The lights flared on, set into the rim of the pit above, bright as the unshielded sun of Halvmork. An instant later the guns began firing. Rocket-powered slugs ricocheted and screamed off the concrete and steel, sent up explosions of water from the puddles. Tore through the soft flesh of human bodies.
Jan shielded his eyes with his arm as he fired upward, blindly. Throwing the gun aside and falling backward when his ammunition was exhausted. By a miracle of chance he was unharmed as yet — hoarse screams brutally informed him that the others weren’t that lucky. His shoulder crashed painfully into a metal support and he sought shelter behind it, trying to blink away the floating spots of light before his eyes.
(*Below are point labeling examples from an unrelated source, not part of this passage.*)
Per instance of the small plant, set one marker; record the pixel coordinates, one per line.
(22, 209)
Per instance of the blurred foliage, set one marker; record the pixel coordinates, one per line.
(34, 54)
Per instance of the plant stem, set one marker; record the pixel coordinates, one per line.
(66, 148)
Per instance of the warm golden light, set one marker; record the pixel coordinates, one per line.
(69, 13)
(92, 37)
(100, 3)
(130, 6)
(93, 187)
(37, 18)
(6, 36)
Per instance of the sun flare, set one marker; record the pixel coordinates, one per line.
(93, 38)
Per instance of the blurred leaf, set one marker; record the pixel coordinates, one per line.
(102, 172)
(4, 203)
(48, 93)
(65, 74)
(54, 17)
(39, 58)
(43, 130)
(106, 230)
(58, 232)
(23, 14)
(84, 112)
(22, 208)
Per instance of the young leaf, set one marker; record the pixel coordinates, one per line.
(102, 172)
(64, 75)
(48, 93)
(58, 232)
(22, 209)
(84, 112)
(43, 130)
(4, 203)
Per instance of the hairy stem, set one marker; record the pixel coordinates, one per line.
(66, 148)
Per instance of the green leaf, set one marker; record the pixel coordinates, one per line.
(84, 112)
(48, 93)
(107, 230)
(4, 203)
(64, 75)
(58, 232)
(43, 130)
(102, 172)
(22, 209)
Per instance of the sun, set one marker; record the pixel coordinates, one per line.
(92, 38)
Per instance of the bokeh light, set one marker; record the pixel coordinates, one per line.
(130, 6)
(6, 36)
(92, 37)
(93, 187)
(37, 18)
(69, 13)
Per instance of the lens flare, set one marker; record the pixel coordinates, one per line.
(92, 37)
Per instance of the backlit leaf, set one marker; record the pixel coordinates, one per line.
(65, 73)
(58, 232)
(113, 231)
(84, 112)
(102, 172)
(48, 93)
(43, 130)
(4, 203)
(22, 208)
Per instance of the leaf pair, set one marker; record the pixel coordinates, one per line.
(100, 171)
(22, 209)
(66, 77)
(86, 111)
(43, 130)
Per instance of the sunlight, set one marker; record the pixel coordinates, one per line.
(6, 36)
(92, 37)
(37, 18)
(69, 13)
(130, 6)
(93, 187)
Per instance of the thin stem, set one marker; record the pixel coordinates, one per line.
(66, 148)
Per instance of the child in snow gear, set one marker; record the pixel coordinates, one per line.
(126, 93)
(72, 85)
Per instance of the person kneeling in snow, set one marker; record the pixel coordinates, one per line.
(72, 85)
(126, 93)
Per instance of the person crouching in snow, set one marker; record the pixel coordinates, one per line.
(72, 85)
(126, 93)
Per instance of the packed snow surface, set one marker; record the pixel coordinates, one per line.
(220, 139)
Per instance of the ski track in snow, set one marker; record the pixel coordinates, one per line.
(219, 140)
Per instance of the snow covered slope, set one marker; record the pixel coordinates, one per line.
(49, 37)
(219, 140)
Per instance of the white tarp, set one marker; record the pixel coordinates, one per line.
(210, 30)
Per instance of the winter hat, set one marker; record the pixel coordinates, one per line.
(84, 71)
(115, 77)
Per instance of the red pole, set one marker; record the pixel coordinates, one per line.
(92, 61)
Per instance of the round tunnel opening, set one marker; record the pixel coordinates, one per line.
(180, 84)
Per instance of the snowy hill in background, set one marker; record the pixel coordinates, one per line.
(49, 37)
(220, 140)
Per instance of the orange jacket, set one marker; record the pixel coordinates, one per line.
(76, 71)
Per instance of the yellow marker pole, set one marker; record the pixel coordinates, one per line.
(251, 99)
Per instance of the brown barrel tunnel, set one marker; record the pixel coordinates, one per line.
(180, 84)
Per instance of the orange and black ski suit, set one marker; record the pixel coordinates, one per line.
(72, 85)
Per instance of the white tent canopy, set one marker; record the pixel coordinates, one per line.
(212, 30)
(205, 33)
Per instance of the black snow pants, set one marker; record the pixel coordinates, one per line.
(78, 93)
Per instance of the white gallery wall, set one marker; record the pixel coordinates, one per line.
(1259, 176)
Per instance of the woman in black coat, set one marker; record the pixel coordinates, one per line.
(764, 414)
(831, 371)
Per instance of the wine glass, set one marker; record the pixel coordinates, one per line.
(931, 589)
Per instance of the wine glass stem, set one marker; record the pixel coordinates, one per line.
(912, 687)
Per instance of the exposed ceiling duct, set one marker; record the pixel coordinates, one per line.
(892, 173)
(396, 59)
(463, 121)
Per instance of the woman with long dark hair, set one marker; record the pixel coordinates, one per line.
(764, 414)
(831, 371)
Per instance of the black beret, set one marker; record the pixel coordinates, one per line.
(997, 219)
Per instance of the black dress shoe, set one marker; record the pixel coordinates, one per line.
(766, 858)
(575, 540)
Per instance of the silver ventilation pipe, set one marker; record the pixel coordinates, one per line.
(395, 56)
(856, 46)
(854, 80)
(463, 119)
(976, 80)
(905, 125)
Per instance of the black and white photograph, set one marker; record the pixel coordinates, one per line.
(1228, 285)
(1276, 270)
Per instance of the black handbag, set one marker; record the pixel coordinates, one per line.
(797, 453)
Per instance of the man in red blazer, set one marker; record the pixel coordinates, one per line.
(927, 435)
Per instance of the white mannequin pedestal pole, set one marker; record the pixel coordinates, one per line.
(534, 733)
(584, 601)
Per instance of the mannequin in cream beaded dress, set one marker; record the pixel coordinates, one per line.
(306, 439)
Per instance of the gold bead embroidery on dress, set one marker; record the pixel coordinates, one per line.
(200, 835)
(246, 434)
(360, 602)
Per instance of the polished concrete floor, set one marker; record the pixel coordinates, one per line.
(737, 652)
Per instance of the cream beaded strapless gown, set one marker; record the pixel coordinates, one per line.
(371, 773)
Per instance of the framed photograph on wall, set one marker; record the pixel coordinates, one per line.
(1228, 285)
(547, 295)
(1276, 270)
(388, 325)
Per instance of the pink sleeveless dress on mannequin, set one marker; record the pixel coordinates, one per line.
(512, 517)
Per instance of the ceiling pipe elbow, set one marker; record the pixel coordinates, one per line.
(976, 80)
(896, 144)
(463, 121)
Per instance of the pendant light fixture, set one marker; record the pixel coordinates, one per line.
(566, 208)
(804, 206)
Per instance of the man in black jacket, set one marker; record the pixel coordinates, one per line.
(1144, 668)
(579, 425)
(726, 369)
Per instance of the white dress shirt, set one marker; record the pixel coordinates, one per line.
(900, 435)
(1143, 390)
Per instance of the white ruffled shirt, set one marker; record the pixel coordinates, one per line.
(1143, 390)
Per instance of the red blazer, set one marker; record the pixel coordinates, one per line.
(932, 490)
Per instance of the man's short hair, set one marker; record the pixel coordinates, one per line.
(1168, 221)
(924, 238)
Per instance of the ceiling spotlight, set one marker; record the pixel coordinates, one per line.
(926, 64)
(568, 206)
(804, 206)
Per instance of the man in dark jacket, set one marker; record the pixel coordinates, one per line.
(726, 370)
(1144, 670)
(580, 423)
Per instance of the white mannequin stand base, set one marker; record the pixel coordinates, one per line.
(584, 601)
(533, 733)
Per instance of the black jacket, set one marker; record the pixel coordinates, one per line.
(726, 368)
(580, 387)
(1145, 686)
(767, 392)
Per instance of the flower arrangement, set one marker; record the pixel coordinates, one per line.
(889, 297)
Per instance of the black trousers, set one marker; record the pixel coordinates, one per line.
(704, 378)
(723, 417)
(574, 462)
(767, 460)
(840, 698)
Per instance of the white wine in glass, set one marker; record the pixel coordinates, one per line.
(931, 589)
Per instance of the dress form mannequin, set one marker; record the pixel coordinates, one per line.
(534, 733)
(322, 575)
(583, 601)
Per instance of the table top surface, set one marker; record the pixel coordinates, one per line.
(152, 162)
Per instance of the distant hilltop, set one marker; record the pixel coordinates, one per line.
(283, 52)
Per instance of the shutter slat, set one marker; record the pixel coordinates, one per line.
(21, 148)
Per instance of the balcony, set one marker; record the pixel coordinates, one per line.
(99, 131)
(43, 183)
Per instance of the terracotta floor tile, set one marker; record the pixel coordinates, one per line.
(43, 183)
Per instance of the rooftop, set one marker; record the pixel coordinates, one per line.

He was only three meters from the hatch they had used to flee from the ship into this bullet-filled trap. Their escape had not gone unnoticed; the guards had taken instant revenge. There was only death in this pit. Trying to ignore the rain of bullets, Jan ran forward and fell through the open hatch.
It was an act of instinct, to escape the sure death outside. He lay on the hard steel for a moment, knowing that he had not escaped but just postponed his destruction. But they could not find him like this, not just lying here waiting to be captured or shot. He scrambled to his feet and stumbled back into the engine room. It was populated only by the dead. But the lift door was opening…
Jan dived for the bank of instruments against the bulkhead, jammed himself into the narrow space behind them, pushing back deeper and deeper as the many thudding footsteps came close.
“Hold it right there,” a voice ordered. “You’ll get blown away by our own men.
The murmur of voices was cut short by the same man again. “Quiet in the ranks.” Then more softly. “Lauca here, come in command. Do you read me command… Yes, sir. Ready in the engine room. Yes, firing stopping now. Right, we’ll mop up. No surviviors.” Then he shouted aloud as the gunfire ceased in the pit outside.
“Try not to shoot each other in your enthusiasm — but I want those rebels wasted. Understand? No survivors. And leave them where they fall for the media cameras.
The major wants the world to see what happens to rebels and murderers. Go!”
They streamed by shouting angrily, guns ready. Jan could do nothing except wait for one of them to glance aside, to see for just one instant what was behind the instrument board. No one did. Their guns were ready for the vengeance waiting them outside. The officer came last.
He stopped not an arm’s distance from Jan, but staring intently after the troops, then spoke into the microphone on his collar.
“Hold all firing from the rim, repeat, hold firing. Mop-up troops are now in the…”
Jan sidled forward — and his shirt caught on a protruding bolthead, held an instant, then ripped free. The officer heard the slight sound and turned his head. Jan lunged forward and seized him by the throat with both hands.
It was unscientific and crude. But it worked. The officer thrashed about, trying to kick Jan, to tear his fingers from his throat. They fell and the man’s helmet went rolling away. He tore at the throttling hands, his fingernails tearing bleeding welts in Jan’s skin, his mouth gasping for air that he could not breathe. But Jan’s muscles were strengthened by hard work, his fingers squeezing even tighter now with the desperate fear of failure. One of them would live; one die. His thumbs bit deep into the flesh of the officer’s neck and he looked with no compassion into the wide and bulging eyes.